Court Opinion

ID: 4012435
Source: CourtListenerOpinion
Date Created: 2016-07-06 11:16:40.703985+00
Date Added: 2024-06-11T07:44:48.878681
License: Public Domain

A petition for rehearing has been filed herein on behalf of the state insurance commissioner. We think we need to make only a few comments in connection with the claims made therein and in the brief in support thereof. We do not think that any constitutional provisions were violated in holding that no tax on the *Page 98 
premiums received on the policies in controversy could be collected prior to the time that the act of 1935 took effect. Counsel argue that the plaintiff will be the only company which will escape taxation on its policies. A list of taxes paid by other companies on group insurance since 1925 has been submitted to us, and it is also contended in connection therewith that this list shows that the construction of the insurance commissioner put on Sec. 115-117, Rev. St. 1931, enacted in 1897, was exactly contrary to what we held in our original opinion. We do not think so. The list does not show whether the policies on which the tax on the premiums were collected were of the same character as the ones in controversy here. If not, the objections which we urged, on account of Sec. 1, Ch. 101, Sessions Laws 1890-91, might not apply. Further, it does not appear whether or not they were written within the state. If they were, it would, of course, not be surprising that the insurance department insisted upon payment of taxes on such business. If they were not written in this state, then it would seem to follow, either that the departmental construction as to the policies in controversy was as stated in the original opinion, or that there was, if the department construed them the same as the other policies, negligence from the standpoint of the insurance commissioners in not, for so many years, insisting upon payment of the tax. And this is particularly true, because group insurance was recognized by the legislature as early as 1921, and it is even more true if it is correct, as counsel say, that this was not the first legislative recognition. We cannot assume such negligence, and no adequate explanation has been given. The insurance commissioner offered to show in the court below, as we are informed now for the first time, that the construction by the department was in favor of the theory that a tax on the premiums paid on the policies in controversy should be collected. The *Page 99 
offer, however, was indefinite in the same respects as above mentioned.

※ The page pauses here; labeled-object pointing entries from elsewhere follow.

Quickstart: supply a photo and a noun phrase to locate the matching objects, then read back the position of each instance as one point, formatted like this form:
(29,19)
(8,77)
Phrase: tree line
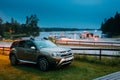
(13,27)
(111,25)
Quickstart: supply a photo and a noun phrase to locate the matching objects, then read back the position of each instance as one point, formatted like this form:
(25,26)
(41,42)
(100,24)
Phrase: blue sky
(60,13)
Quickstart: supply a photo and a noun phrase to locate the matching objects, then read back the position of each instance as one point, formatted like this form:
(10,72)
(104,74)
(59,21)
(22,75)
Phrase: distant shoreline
(63,29)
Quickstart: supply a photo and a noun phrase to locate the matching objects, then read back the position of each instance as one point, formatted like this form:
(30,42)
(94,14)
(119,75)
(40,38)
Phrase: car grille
(66,53)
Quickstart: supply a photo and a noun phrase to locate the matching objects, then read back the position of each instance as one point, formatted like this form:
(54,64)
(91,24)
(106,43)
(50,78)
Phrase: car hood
(54,49)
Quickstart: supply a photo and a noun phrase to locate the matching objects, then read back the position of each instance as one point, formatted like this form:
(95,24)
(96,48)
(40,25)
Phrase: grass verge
(78,70)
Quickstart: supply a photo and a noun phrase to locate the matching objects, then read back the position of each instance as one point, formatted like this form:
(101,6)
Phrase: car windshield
(45,44)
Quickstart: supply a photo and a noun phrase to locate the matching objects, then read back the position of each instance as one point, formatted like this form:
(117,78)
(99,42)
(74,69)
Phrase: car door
(21,50)
(29,53)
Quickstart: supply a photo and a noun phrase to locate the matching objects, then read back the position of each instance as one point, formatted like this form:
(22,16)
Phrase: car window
(21,44)
(29,44)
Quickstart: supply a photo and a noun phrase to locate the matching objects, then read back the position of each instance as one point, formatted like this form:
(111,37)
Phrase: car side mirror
(33,47)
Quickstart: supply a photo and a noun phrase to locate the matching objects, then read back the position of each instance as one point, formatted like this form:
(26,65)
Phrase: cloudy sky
(60,13)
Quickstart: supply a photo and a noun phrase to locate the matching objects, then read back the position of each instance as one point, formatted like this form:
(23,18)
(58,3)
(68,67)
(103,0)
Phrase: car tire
(13,59)
(43,64)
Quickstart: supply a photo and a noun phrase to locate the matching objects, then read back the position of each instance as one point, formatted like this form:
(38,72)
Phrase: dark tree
(111,25)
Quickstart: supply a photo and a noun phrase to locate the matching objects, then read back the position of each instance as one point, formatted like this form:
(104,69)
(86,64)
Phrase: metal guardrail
(100,52)
(3,49)
(87,42)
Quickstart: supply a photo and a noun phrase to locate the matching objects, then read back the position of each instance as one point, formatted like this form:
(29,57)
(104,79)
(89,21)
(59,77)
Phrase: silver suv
(42,52)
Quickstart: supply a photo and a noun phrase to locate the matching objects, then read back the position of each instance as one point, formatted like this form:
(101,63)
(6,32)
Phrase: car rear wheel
(13,60)
(43,64)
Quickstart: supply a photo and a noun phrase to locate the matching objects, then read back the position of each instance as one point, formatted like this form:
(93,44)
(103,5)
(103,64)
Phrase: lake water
(70,34)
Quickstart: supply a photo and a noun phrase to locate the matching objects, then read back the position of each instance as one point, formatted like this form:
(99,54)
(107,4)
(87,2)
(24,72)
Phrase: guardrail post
(100,54)
(3,51)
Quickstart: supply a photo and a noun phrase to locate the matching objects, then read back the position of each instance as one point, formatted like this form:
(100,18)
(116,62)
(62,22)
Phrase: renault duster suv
(42,52)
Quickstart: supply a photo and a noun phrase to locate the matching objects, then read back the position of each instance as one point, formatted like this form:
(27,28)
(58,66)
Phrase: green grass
(78,70)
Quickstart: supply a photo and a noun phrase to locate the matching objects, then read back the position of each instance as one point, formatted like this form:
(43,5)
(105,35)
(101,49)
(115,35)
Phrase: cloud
(88,2)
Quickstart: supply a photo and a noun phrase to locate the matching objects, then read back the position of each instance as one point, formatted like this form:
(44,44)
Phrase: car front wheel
(43,64)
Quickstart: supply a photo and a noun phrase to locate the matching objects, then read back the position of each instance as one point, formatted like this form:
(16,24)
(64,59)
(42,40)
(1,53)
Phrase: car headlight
(56,54)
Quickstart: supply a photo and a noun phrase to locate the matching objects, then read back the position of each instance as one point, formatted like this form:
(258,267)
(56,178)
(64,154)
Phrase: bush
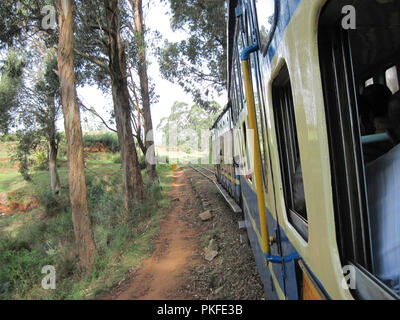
(8,138)
(53,204)
(41,161)
(108,140)
(142,162)
(116,158)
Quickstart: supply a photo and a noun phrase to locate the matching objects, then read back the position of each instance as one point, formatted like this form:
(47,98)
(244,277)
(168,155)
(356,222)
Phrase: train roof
(227,108)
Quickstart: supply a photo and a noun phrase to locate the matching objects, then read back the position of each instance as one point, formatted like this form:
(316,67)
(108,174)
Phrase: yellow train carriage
(315,119)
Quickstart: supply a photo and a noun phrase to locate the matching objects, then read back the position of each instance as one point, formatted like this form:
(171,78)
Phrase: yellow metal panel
(299,50)
(257,163)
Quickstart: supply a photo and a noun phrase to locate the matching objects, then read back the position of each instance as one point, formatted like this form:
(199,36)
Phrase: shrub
(108,140)
(116,158)
(40,160)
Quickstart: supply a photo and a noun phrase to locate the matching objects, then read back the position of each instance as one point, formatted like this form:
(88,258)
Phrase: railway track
(210,175)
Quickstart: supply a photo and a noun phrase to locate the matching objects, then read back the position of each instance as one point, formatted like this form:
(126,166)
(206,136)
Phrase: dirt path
(164,274)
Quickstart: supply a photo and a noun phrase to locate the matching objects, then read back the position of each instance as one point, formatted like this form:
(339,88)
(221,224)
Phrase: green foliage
(8,138)
(186,123)
(200,61)
(41,160)
(49,240)
(10,84)
(108,140)
(116,158)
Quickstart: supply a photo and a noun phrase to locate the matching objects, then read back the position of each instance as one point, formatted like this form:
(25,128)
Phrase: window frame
(346,161)
(287,142)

We referred in the original opinion to the fact that Sec. 1, C. 101, Session Laws of 1890-91, seemed to indicate that section 115-117, Rev. St. 1931 (enacted in 1897), should not apply to policies like those in controversy. Sec. 1 of C. 101, supra, is still in force, and counsel argue that the situation under the act of 1935 must, accordingly, be the same. But that does not follow. The act of 1935 clearly shows that a tax upon the premiums paid for policies like those in controversy should be collected, and the act, therefore, by implication, repeals all acts, or parts thereof, inconsistent therewith.
We do not by any means say that the question before us is free from doubt. The argument of counsel thereon is able. We start out, however, with the probable and almost undoubted proposition that the legislature in the enactment of 1897 never contemplated the tax demanded by the insurance department. Counsel do not argue this point, nor give it any weight, to which it is entitled. The difficulty is as to whether, notwithstanding that fact, the case requires the adoption of the rule of statutory construction mentioned in Pellish Bros. v. Cooper, 47 Wyo. 480,38 P.2d 670, to the effect that a statute in general terms will ordinarily include matters not yet then in existence. We thought that in view of Sec. 1, Ch. 101, supra, the legislature definitely excluded group insurance, (having in mind, of course, the class written in the manner mentioned in the original opinion), and that, consequently, the rule of statutory costruction mentioned had no place herein. Giving all due weight to the arguments of counsel, we can come to no other conclusion at this time, and we might say that the point was given not only due consideration, but was given the *Page 100 
most careful study. We further mentioned the construction placed on the law by the executive department, and the act of 1935 amending Sec. 115-117, supra. When that act was passed, this action was pending. Can it fairly be questioned that the legislature had at least a doubt as to the scope of the law on the same subject in existence before that? And if the legislature had such doubt, should it be surprising that this court has also? And counsel know well the rule that taxing laws, in case of doubt must be construed in favor of the taxpayer. We think that the result reached by us was correct from a legal standpoint, and that, furthermore, substantial justice, under the circumstances, has been done between the parties in this case.
Rehearing denied.
KIMBALL, Ch. J., and RINER, J., concur.